NEW YORK — U.S. stocks rose closer to their all-time highs following a couple reports on the economy that came in close to expectations. The S&P 500 climbed 0.7% Thursday and pulled back within 1.3% of its record set in July. The Dow Jones Industrial Average gained 0.6%, and the Nasdaq composite jumped 1%. More gains for Nvidia and other Big Tech stocks drove the market higher, offsetting a slump for Moderna after the vaccine maker cut its plans for research-and-development investment.
Nvidia was the strongest force lifting the market and rose another 3% after jumping 8.1% the day before.
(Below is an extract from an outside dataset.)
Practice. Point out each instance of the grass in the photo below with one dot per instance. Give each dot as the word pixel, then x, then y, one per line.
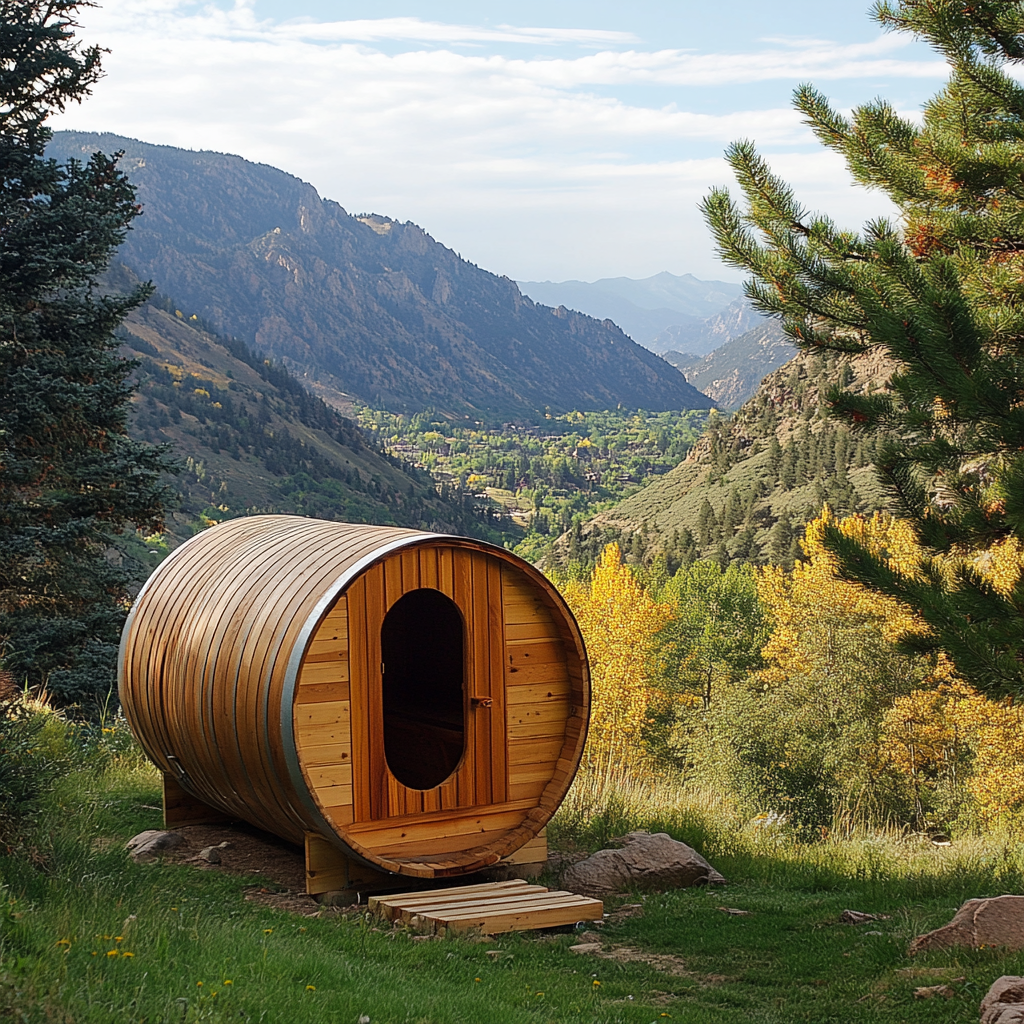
pixel 74 908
The chip company's stock has stabilized recently after falling more than 20% during the summer on worries investors had taken it too high in their frenzy around artificial-intelligence technology.
One report said the number of U.S. workers applying for unemployment benefits last week ticked up, though it remains low relative to history. Another said prices charged at the wholesale level were 1.7% higher in August than a year before. That’s a slowdown from July’s inflation rate, but an underlying measure that economists see as a better predictor of future trends also ticked up more than expected.
In the bond market, the yield on the 10-year Treasury edged up to 3.67% from 3.66% late Wednesday. It's steadying after sliding sharply since April on expectations for coming cuts to rates. That easing helped pull the average rate on a 30-year mortgage in the U.S. to its lowest level in 19 months, according to Freddie Mac.
“Any divergence from this path - whether from resurgent inflation or recessionary risks - will likely be received poorly by the market,” according to the strategists led by Jonathan Golub.